Knowing that some would rightly point at the linkage between Robertson and the Republican Party, various Republican figures — including former Sen. Bob Dole and Sen. Norm Coleman among others — went into crisis management mode, reproaching the man who once ran for the Republican nomination for presidency. Indeed, in 1988, Robertson defeated the eventual nominee, George H. W. Bush in the Iowa caucuses.

His comments are “ludicrous, ridiculous (and) irresponsible,” said Dole. The White House dismissed Robertson’s incitement as “inappropriate,” while Rumsfeld — with a soft spot for religious extremism, unless on course it’s Muslim extremism — opted to resort to his twisted interpretation of civil society and the private citizen’s right to express himself. Robertson is a “private citizen”, Rumsfeld said, and “private citizens say all kinds of things all the time. Next question.”

Yet what I find most interesting are comments made by Sen. Coleman, a member of the Foreign Relations Committee. “It was an incredibly stupid statement and has no reflection on reality,” he said, as quoted in an article published by CBCNews.com.

Coleman’s comment is interesting because it’s simply not true. In fact, Robertson’s assassination bid is a dreadful expression of a reality that continues to incarnate itself in US foreign policy around the world. While this reality is anything but a novel invention by President Bush and his “endless war” crowd, never before has such a frightening pack of religious extremists, Zionist ideologues and pro-war military enthusiasts consolidated their control over the White House, almost completely marginalizing any calls for sense and reason.

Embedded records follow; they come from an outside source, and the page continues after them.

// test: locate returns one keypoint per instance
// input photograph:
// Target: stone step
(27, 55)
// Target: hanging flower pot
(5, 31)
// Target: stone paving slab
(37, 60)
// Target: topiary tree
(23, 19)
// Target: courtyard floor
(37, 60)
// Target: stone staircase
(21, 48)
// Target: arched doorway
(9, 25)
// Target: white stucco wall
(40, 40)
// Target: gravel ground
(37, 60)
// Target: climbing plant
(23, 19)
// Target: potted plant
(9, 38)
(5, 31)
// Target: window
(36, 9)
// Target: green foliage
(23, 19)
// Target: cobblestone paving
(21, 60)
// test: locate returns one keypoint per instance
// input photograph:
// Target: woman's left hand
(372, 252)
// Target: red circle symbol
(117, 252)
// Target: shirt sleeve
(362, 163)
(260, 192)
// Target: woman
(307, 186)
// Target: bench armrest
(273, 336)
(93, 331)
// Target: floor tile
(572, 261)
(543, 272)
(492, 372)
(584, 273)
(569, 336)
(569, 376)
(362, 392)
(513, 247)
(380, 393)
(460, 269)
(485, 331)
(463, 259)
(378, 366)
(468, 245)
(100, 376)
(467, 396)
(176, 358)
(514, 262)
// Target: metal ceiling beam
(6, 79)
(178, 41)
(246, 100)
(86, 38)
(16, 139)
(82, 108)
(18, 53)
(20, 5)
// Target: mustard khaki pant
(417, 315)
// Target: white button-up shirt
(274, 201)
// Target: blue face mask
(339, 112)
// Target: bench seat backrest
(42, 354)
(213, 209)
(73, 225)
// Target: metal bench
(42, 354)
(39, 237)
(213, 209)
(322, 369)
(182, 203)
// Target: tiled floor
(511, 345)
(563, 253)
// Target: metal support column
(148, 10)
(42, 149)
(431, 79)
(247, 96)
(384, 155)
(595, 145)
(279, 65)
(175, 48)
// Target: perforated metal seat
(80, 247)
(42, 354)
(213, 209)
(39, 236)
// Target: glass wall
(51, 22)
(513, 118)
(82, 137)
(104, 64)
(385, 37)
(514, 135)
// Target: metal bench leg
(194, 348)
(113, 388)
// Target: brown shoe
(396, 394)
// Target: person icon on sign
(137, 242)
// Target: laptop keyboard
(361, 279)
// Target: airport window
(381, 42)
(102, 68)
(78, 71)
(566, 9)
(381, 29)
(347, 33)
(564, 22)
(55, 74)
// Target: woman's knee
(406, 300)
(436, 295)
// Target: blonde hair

Considering the special relationship between the Bush administration and this powerful and extremist clique, one must not easily dismiss Robertson’s comments as he has explained later: A result of his “frustration”. Nor can one afford to ignore the fact the Robertson’s “700 Club” — aired five times a week — has an average viewership of 863,000, that’s over 150,000 more viewers than any CNN primetime program and over three times as much as that of MSNBC. If it was not for this large reservoir of support, wealth and political influence, one could choose to settle for the White House’s mild rebuke of Robertson’s call for assassination, or Chavez’s own, more imaginative depiction of Robertson and other critics as “mad dogs with rabies.”

But this is not exactly about Robertson and his “frustration” with a Latin American president who has helped the poor of his country as much as Bush has deprived the poor of his. This is more about the reality of the foreign policy agenda of the US government that saw, in 2000, Chavez as a “threat” for providing Cuba with cheap oil in exchange for the deployment of 22,000 Cuban doctors to rural areas in Venezuela, followed by the tacit support of the organized coup to overthrow the charismatic leader in April 2002. The fact is that successive US governments have attempted, orchestrated or supported the assassination of many leaders around the world.

It was this inviting atmosphere of bloodshed that made the Robertson with his “can-do” attitude decide to “take out” Chavez. It was against the backdrop, which Sen. Coleman falsely disowned — that Robertson spoke, and thus it is against the same backdrop that his comments should be examined. Indeed, Robertson’s statements were stupid, for they should be discussed and considered in private meetings and not on national television. That way it would have freed more air time so that Robertson and nearly one million viewers of his can carry on praying for Israel, condemning Muslims, the Palestinians, and all who dare question the motives behind wars and mass murder.